Out on the lake early this morning, searching for invasive milfoil. (Our lake has been one of the winners of the invasive weed contest since 2013. We discovered this fun fact when we bought our house in 2014. Our luck at finding a foreclosure with lake front was the poor fortune of a family whose children inked their names on the back of a garage stair case at some point before departing. Defiant gesture, perhaps, made my children with no control over the whims and weaknesses of the adults trying to raise them. To this day – literally this day – we find golf balls embedded in the back yard and the woods – smashed into the air by the father who couldn’t hold it together for his family.)
But back to the milfoil: A small team of volunteers scours our lake for several months each summer to help the professionals to help us.
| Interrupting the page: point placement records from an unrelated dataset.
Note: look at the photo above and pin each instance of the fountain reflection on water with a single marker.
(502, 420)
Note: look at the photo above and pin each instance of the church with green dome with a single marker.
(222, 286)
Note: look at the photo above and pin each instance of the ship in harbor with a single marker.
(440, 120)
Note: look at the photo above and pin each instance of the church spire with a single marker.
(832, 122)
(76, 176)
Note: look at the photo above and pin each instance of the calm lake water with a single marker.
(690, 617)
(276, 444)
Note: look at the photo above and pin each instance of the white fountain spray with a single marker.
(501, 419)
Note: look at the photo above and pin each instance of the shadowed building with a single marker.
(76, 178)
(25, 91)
Searching for milfoil in a weedy cove from the seat of a kayak is slow work. I bring my camera and have it at the ready to add something for me to the task. At the front of my short, non-tippy (sit-on) kayak I have several milfoil buoys attached to anchors. These are ready to be tossed if I find what I don’t want to find. Then between my knees I have a bag with my camera, sunscreen, and other odds and ends. Coffee mug is busy wobbling around in a cup holder that is much too wide and insufficiently deep. (Maybe it is meant to hold a burger?) And all this only after I have managed to get myself into the kayak without tipping over into the lake. (Seriously, how does one do this gracefully?)
Then off I paddle, looking for milfoil and scanning for my animal friends. This morning I watched the osprey snag weeds for the nest (pictures coming soon). Watched small birds chase a great blue heron for a few quick moments of brave flapping wings. Heard my red-winged blackbirds. Didn’t mind when a small pale spider with a pot belly crawled across my leg and damselflies landed on my head, arms, feet. Watched my muskrat buddy munching on lake weeds in his usual spot. And my loons. Always my loons. No chicks this year, from what the loon count and my observations tell us.
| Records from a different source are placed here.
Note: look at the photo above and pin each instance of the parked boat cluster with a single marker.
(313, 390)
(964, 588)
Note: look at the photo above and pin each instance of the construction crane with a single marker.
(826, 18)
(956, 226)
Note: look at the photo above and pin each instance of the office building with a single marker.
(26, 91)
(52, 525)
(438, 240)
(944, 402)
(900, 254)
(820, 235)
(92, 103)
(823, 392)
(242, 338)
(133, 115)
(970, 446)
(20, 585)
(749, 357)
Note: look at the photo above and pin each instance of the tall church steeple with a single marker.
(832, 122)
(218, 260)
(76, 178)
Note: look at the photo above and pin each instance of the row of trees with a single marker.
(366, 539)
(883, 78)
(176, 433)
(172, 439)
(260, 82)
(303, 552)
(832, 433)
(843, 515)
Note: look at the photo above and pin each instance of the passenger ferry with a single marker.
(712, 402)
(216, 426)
And oh, the turtles! Turtles on logs. Turtles on rocks. Turtles lazy-paddling through lake weeds; turtles wriggled into lake bottom mud. Snappers that may be closing in on 40 years old. Painted turtles new to the world, or tired from three decades of enduring. Along the way I found this darling baby painted turtle. About twenty feet away I spotted an adult painted sunning on a rock. Turtles startle easily, so I was thrilled to get a handful of pictures of this little fella. (Hooray for my zoom lens!)